Sunday, January 20, 2013

A Critique of Buchanan on the Theory of Choice

"Neither the consumer in the supermarket nor the construction engineer [building a dam] faces an economic problem; both face essentially technological problems. [Thus], the theory of choice (resource allocation) must be removed from its position of eminence in the economist's thought processes, [since it] assumes no special role for the economist, as opposed to any other scientist who examines human behavior." - J. M. Buchanan, "What Should Economists Do?"

Perhaps it is true that, provided that his preference scale is intertemporally fixed, the consumer in the supermarket faces what might be described as a more complex variety of the technological problem. However, from the point of view of advancing economic theory this is beside the point. What matters in this context is that the situation faced by the consumer in the supermarket, unlike the one faced by the construction enginner building a dam, can be described within the economic framework, and thus used to derive or illustrate many fundamental laws of economics.

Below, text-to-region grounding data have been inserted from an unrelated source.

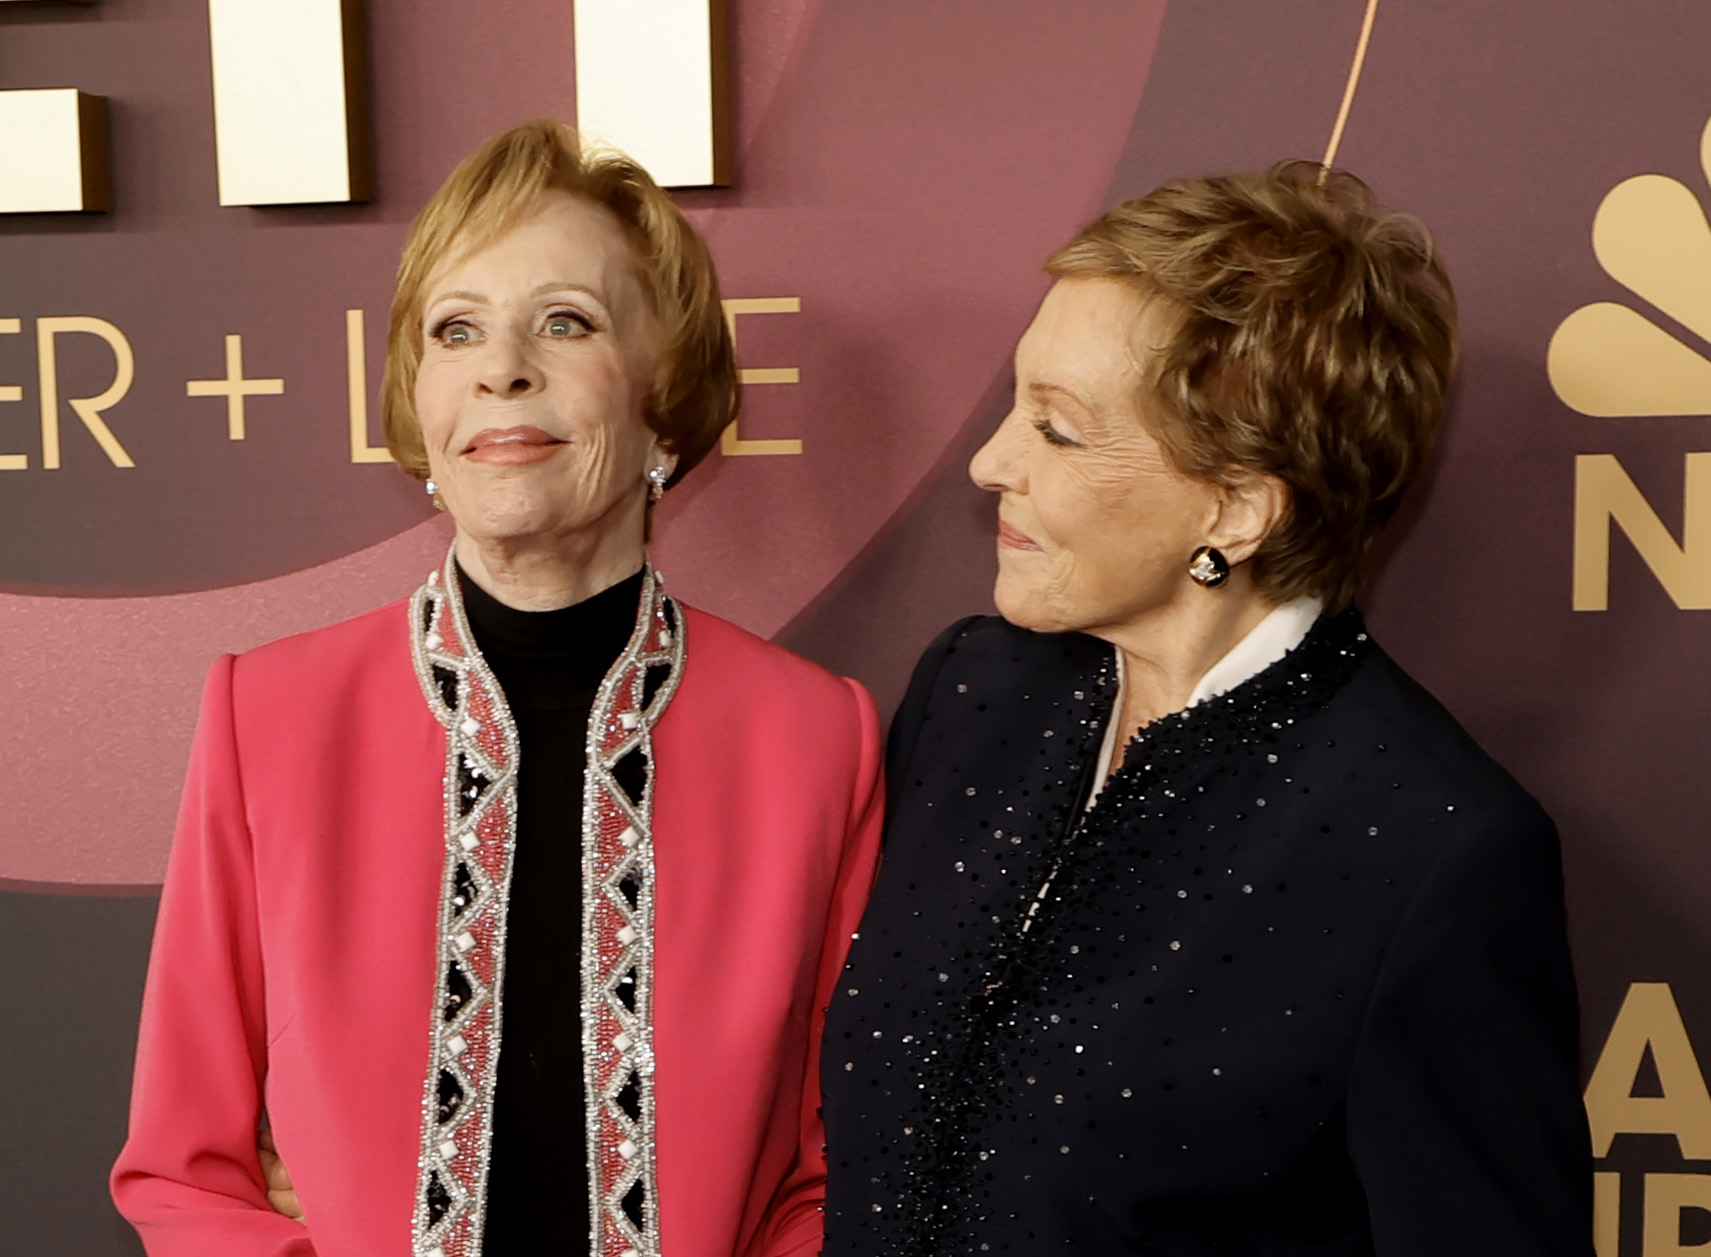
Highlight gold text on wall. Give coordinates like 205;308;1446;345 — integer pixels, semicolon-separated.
1554;114;1711;609
0;313;392;470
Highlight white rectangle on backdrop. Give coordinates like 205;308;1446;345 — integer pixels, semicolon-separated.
0;89;104;213
207;0;367;205
575;0;730;188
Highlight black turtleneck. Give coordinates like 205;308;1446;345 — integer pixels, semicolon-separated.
457;563;645;1252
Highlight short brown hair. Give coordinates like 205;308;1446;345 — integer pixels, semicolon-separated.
1046;161;1457;611
381;119;737;486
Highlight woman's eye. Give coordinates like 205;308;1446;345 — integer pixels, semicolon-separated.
433;320;477;347
544;312;590;338
1032;416;1077;447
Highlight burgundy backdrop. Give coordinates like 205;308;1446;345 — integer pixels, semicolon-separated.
3;2;1705;1253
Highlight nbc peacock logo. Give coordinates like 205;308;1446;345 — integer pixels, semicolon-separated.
1553;115;1711;612
1550;117;1711;416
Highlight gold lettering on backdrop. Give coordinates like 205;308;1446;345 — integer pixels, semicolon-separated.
186;334;284;440
1573;454;1711;611
36;316;134;469
1595;1171;1620;1257
345;309;392;463
0;318;26;470
1645;1174;1711;1257
1548;117;1711;617
1586;982;1711;1158
720;297;802;456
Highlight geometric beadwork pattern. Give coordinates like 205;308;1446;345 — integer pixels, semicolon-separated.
408;553;521;1257
580;564;681;1257
405;547;682;1257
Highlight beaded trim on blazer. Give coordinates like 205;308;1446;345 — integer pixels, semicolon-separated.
407;548;685;1257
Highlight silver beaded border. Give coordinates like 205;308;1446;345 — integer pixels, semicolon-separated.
408;549;523;1257
581;567;683;1257
404;547;682;1257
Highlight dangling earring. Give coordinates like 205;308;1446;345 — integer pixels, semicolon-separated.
1188;545;1229;588
647;465;669;502
425;479;446;512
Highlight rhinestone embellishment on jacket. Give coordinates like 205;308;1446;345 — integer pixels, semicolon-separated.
408;549;683;1257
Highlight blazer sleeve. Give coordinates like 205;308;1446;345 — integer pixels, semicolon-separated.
110;655;317;1257
1346;801;1594;1257
745;676;886;1257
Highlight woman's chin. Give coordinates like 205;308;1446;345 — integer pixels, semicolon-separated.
993;583;1068;635
448;485;642;555
454;504;580;548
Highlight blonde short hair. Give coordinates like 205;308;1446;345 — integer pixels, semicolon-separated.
1047;161;1458;611
381;119;737;485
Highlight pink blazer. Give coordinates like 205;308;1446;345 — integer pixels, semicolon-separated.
112;594;884;1257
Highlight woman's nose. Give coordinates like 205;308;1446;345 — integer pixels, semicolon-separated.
969;410;1023;492
475;327;542;398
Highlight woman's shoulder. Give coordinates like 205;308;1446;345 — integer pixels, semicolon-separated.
921;613;1104;660
909;613;1112;676
1338;640;1549;828
675;602;874;716
903;614;1111;710
225;595;415;701
883;615;1112;788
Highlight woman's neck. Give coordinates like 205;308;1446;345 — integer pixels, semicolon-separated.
1096;575;1275;739
453;528;645;611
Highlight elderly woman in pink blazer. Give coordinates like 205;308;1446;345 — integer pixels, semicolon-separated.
111;120;883;1257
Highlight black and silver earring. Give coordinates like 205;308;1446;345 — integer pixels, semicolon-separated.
647;465;669;501
1188;545;1230;588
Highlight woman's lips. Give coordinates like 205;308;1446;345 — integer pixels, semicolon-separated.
997;520;1042;552
462;425;564;465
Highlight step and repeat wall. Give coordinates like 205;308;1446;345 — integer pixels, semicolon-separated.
3;2;1707;1252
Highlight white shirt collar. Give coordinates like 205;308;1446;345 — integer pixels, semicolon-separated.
1184;595;1324;708
1086;595;1325;806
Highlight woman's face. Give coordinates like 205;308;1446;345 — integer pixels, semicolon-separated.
969;277;1227;638
415;190;661;555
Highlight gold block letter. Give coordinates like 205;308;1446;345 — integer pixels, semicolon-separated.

Having a multiplicity of goals and a supply of homogeneous means at one's disposal results in a situation whose analysis allows for deducing the law of diminishing marginal utility. Having a multiplicity of goals while facing scarcity of time implies the existence of an intertemporal ranking of preferences, and thus the existence of positive time preference, which in turn sheds light on the phenomeneon of interest rate. In the absence of a uniform scale of exchange value expressible in terms of cardinal numbers and reflective of socially meaningful utility appraisals, i.e, the free market price system, the consumer is unable to evaluate the opportunity costs of his decisions, even if he is otherwise omniscient. And so on for many other economic theorems and phenomena.

In other words, pure theory of choice, understood as abstracted from uncertainty and genuine market exchange, can still provide us with a rich source of specifically economic insights, and it most certainly does not commit us to a mechanistic vision of human action. Thus, it has to be concluded that Buchanan, as well as Kirzner, were mistaken in their assessment of Robbins as a neoclassical maximizer rather than as a Misesian praxeologist, since while it seems reasonable to assume that it is catallactics that contains the most significant and eye-opening truths concerning the nature of human action (and interaction), it is mistaken to conclude, as Mises understood all too well, that the theory of market exchange exhausts the domain of economics.